No. 25 Washington, of the Pac-12 Conference, travels to Auburn, Ala., to take on the No. 11 Tigers of the Southeastern Conference, in a clash that should be a good early-season barometer for both of these programs.
Auburn (1-0) looked in midseason form in its season-opening win on Tuesday against South Alabama. The Tigers walloped the Jaguars, 101-58.
The Huskies, who are ranked in the preseason for the first time since 2011, got off to a sluggish start against Western Kentucky and rallied from a nine-point deficit to defeat the Hilltoppers, 73-55.
“Down nine at home, pressure is on, everyone wants to see the team,” Washington coach Mike Hopkins said. “And these guys showed a lot of poise, a lot of resiliency. They stayed together.”
Noah Dickerson came alive in the second half, scoring 16 of his 18 points in the final 20 minutes. His senior leadership was on display after Western Kentucky scored 17 straight points to close the first half.
Dickerson took matters into his own hands and scored eight straight points to help the Huskies pull away from the Hilltoppers for good.
“I hadn’t played in a while so it’s fun to get back into things,” Dickerson said. “The team was looking for me and I was getting back to doing what I was doing last year.”
Last year, all Dickerson did was score in double figures in 28 of 34 games while averaging 15.5 points per game. He’ll need to do some of the same against the Tigers, whose offense was 15th in the country last season in scoring and doesn’t look like it’s lost a beat after the first game.
The Huskies can’t afford to start off slow against Auburn. Just ask South Alabama, who trailed 24-7 in a blink of the eye.
Bruce Pearl’s squad was relentless from the get-go.
Anfernee McLemore scoring the Tigers’ first points of the season on a dunk. Then came an onslaught of 3-pointers and that’s, as they say, all she wrote for South Alabama, which trailed 52-33 at halftime.

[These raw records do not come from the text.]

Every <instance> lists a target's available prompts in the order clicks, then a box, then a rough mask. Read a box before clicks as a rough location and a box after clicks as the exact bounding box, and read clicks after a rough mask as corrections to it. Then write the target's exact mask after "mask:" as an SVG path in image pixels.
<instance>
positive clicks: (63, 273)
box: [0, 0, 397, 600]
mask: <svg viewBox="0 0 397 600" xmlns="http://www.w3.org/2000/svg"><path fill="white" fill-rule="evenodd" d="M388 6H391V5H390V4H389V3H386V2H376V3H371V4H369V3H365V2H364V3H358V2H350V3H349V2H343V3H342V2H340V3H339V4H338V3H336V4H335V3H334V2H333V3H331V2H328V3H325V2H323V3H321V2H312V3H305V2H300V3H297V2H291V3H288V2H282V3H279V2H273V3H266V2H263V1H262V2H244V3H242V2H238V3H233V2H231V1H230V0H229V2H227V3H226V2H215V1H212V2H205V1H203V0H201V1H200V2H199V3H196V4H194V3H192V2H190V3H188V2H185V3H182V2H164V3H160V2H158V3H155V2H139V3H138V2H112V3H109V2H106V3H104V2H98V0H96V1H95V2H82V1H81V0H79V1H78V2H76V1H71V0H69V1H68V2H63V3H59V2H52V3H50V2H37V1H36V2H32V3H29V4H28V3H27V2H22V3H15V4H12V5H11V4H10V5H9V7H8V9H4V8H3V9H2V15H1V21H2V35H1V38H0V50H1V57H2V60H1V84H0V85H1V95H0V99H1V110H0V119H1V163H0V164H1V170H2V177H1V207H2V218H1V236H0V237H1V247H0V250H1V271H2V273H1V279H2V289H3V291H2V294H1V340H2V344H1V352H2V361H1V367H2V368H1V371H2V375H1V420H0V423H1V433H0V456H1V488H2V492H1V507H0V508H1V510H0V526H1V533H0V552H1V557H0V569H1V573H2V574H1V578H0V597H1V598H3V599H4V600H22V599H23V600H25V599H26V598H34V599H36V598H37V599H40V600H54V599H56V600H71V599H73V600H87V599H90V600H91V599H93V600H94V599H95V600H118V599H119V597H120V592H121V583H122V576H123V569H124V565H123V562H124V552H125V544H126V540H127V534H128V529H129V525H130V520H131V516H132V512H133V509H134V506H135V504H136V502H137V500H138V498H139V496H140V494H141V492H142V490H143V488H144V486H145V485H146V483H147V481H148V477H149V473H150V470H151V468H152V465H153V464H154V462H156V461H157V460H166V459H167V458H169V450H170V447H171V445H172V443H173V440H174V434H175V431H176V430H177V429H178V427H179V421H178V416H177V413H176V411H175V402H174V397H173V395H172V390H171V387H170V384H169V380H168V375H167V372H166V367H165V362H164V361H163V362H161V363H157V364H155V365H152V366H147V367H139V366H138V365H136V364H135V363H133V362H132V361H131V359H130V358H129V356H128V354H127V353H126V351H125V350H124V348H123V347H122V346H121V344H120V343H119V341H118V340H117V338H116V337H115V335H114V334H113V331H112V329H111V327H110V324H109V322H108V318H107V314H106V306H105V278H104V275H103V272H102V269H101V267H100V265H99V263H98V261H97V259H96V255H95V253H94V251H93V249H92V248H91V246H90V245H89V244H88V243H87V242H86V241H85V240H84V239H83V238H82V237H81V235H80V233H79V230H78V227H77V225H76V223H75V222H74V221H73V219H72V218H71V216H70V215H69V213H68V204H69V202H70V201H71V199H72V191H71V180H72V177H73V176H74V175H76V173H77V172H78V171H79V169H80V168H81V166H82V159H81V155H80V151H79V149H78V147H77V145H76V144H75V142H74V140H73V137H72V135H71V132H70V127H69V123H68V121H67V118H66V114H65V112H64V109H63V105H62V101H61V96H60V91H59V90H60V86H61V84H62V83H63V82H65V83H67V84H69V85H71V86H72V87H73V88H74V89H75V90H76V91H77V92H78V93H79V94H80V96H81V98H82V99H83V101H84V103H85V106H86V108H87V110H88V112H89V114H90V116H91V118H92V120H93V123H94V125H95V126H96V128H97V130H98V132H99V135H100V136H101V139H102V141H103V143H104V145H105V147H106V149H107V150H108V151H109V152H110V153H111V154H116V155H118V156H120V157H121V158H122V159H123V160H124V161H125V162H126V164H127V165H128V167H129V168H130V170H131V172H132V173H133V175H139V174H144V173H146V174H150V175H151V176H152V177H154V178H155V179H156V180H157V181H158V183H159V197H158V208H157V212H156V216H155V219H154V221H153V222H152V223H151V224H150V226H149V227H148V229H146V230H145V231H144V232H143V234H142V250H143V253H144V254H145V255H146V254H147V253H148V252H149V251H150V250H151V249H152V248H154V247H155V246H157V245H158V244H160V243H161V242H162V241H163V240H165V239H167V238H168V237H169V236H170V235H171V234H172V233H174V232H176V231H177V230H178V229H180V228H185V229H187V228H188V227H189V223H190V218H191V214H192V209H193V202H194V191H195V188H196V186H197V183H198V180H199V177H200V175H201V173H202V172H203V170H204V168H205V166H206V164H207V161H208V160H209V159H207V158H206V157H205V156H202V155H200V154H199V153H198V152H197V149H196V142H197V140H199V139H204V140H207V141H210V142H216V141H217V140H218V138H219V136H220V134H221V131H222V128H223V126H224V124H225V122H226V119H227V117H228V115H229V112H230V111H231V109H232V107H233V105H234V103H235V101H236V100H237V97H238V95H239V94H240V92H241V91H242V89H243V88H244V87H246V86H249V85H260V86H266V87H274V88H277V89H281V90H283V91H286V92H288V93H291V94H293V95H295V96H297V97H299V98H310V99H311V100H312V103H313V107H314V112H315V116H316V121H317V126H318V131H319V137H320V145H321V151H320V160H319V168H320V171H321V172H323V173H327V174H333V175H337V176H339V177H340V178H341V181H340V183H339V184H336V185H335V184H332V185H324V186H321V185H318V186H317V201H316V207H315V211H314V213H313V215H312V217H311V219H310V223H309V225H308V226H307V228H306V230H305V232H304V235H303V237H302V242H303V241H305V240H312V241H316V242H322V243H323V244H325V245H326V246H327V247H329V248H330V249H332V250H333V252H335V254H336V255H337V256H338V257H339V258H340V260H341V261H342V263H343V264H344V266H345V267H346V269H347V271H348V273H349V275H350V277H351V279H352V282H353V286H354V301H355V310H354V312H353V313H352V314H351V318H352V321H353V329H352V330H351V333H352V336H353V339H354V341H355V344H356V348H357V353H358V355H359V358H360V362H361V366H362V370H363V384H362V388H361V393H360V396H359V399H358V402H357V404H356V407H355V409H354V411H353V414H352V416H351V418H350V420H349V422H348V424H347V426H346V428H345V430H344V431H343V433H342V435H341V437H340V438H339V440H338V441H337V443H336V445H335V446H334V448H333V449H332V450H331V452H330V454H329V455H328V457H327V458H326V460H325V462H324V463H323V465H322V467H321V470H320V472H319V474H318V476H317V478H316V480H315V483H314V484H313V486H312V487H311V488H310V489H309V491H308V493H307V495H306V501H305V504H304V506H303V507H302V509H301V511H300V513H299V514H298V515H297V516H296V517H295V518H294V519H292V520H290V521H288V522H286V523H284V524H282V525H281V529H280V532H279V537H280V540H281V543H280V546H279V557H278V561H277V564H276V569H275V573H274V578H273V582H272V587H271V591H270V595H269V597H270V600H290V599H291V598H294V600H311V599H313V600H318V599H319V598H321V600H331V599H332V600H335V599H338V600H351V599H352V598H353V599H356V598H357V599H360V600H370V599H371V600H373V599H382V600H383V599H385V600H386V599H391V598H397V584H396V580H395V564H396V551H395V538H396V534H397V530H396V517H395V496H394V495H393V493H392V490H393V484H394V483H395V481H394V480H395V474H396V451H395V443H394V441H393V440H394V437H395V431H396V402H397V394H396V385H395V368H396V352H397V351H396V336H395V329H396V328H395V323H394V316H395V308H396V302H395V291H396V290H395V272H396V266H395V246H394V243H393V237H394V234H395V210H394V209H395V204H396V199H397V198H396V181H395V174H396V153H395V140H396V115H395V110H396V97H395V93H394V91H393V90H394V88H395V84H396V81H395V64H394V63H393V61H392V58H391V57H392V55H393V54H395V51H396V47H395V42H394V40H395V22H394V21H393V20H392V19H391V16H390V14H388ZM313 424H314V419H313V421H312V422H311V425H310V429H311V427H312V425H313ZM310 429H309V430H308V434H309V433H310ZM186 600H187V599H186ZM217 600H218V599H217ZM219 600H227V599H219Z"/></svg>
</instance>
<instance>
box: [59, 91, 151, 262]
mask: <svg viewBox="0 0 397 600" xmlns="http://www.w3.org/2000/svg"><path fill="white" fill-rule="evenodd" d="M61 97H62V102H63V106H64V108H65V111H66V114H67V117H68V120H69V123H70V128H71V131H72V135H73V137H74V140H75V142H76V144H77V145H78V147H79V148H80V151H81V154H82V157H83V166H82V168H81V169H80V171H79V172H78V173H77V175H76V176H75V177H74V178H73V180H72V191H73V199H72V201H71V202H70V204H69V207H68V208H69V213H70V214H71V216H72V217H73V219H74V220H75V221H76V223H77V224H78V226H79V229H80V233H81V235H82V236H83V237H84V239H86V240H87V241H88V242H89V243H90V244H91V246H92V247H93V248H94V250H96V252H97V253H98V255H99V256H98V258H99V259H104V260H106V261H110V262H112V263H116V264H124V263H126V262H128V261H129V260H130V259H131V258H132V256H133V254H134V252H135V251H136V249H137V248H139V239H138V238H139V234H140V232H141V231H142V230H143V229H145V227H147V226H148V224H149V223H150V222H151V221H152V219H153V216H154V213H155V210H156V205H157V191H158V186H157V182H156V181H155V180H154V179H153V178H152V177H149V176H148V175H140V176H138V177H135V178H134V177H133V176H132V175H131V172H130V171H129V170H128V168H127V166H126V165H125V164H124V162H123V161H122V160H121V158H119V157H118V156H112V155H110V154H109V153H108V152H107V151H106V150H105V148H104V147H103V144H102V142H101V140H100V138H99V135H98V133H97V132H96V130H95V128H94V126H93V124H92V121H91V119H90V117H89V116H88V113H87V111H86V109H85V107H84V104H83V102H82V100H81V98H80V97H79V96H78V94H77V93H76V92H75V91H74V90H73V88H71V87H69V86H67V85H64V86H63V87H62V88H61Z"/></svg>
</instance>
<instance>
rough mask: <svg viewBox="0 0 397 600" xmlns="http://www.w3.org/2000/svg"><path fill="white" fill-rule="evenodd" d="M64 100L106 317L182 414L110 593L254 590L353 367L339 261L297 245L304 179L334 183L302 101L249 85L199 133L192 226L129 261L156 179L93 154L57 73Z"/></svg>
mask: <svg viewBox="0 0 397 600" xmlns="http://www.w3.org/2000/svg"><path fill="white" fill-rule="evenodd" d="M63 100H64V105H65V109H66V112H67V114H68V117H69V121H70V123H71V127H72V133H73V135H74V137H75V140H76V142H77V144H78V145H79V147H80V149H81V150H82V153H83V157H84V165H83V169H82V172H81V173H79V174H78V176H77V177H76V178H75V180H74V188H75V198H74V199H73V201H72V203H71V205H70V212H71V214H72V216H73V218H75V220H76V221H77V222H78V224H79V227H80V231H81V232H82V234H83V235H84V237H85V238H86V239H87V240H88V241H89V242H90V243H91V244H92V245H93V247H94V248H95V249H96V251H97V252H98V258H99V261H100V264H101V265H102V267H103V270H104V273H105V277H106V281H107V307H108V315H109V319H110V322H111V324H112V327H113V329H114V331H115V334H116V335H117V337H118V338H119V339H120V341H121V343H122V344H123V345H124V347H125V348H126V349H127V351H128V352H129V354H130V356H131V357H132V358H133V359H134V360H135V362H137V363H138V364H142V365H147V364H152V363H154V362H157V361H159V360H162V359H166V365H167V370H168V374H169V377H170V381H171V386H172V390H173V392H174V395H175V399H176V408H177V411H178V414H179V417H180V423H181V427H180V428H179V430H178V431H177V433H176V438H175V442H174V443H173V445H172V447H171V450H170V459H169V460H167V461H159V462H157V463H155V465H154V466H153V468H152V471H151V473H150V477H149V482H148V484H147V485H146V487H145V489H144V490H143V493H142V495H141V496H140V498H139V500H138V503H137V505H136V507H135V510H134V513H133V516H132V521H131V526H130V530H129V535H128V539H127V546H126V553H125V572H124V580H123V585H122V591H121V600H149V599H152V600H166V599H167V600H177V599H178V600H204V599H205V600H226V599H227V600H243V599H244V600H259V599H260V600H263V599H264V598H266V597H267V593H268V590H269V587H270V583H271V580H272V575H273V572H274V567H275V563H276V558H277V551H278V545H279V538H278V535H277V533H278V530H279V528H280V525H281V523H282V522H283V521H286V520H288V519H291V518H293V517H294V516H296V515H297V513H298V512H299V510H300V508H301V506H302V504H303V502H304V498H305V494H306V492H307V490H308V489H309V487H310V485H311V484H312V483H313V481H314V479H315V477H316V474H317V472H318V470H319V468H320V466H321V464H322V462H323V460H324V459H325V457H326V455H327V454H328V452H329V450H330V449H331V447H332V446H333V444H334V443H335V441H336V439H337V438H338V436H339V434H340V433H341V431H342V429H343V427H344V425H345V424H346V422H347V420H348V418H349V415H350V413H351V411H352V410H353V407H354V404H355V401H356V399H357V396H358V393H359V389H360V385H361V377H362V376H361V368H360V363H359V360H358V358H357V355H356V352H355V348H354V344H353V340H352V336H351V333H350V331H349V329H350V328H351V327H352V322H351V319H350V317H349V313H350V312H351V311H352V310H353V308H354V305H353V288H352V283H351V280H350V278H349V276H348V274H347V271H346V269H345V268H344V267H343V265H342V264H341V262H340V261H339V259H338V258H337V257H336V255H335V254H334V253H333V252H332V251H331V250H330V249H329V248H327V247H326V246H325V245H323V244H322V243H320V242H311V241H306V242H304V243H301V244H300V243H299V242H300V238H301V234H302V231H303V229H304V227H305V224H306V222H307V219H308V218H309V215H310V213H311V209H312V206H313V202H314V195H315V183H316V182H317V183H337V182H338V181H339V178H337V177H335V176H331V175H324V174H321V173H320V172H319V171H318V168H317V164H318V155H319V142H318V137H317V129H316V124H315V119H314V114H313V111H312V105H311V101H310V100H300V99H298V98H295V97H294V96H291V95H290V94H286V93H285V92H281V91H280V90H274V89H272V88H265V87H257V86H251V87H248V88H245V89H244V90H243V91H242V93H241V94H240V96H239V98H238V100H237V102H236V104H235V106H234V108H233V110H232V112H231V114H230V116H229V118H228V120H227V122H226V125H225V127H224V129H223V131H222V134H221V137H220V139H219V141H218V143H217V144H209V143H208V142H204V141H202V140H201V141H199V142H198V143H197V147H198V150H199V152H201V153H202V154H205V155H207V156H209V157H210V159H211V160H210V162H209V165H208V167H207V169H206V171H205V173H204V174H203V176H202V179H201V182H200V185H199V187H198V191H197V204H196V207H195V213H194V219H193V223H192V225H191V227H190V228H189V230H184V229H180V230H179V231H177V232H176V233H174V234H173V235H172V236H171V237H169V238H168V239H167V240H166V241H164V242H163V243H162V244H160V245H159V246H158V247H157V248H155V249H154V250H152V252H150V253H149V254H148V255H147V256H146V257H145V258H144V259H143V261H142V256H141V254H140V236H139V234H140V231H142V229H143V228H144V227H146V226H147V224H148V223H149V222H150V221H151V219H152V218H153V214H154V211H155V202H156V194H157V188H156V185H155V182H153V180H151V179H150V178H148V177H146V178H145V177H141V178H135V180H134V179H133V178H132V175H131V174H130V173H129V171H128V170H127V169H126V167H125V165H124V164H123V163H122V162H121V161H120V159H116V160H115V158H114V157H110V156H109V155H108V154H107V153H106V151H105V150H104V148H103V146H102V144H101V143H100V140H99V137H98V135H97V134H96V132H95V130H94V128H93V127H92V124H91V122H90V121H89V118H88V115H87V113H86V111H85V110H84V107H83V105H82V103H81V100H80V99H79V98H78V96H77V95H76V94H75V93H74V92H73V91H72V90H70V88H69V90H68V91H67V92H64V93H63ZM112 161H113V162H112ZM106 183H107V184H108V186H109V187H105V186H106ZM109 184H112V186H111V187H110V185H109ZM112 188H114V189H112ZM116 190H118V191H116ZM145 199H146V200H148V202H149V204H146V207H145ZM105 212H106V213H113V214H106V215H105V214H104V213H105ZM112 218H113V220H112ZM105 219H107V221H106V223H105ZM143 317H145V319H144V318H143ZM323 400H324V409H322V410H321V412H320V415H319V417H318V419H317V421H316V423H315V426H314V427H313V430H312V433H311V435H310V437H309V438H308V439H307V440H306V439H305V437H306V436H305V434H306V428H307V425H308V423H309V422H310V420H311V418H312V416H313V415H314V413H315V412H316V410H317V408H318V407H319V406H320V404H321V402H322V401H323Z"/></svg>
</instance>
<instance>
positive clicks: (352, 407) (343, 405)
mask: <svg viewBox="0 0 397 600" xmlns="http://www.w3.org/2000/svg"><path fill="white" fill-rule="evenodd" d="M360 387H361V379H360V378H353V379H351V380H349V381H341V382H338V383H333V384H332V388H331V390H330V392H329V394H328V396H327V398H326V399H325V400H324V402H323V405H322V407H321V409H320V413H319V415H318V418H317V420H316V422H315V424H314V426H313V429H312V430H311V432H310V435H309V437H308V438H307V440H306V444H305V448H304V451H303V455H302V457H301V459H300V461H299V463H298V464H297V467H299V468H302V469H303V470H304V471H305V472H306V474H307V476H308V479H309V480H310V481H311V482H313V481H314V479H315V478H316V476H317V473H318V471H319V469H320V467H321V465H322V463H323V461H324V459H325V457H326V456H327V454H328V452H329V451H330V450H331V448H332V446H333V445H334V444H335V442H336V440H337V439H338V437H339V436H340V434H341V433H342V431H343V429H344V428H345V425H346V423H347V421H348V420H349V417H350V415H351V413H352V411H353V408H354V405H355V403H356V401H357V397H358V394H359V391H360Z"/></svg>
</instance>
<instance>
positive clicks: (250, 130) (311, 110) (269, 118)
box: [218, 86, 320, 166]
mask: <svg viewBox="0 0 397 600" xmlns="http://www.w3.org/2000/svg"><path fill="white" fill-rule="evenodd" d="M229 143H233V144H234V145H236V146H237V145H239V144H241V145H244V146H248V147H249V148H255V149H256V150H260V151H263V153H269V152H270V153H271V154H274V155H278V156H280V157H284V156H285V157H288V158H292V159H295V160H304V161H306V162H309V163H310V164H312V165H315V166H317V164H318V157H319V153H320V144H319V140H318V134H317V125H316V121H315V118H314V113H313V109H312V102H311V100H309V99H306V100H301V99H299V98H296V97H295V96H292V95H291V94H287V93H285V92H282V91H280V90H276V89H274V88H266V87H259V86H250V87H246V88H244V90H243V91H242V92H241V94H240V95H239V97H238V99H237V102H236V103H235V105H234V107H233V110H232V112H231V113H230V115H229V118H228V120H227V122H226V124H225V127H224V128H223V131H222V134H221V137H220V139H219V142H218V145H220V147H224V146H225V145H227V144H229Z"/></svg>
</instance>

“We started having control when we got our first defensive stop,” said Jared Harper, who scored 20 points and dished out a nation-high 13 assists. “We just know if we’re able to defend, we’re able to win every game. We like to build our offense from our defense. We were able to do that, create some turnovers, five-second counts, and that just led to open shots.”
Harper connected on six of the 18 3-pointers made by Auburn.
“We came out with a lot of energy,” Chuma Okeke, who also scored 20 points, said. “We just knew we had to start the season off right. We played together as a team. I feel like that was the big difference.”
Starting off strong has not been Washington’s strength — they also trailed Seattle Pacific at halftime of their exhibition game, and that could spell trouble for the Huskies in a dangerous environment like Auburn Arena.
For one, Pearl is relishing the idea of his veteran squad facing another veteran Power 5 team.
“Friday night is a very rare and unique opportunity,” Pearl said. “There’s never been a Top 25 (non-conference) team to come into Auburn Arena, and we’ve got one coming in on Friday night.”
The Huskies won’t face another team all year that can shoot the 3. Last year, the Tigers attempted 908 shots from beyond the arc, and connected on 324. Against South Alabama, the Tigers made 18 of 38 from 3-point range.
Last season, Washington held opponents to just 33 percent from 3-point range last year, so Friday’s game could come down to the 3-point game.
Another X-factor could be Auburn’s Austin Wiley, who before sitting out last season because of an NCAA investigation, had considered going to the NBA. As a true freshman, Wiley averaged 8.8 points, 4.7 rebounds and 1.4 blocks per game.
A left foot sprain has shelved him for most of the preseason and against Western Kentucky.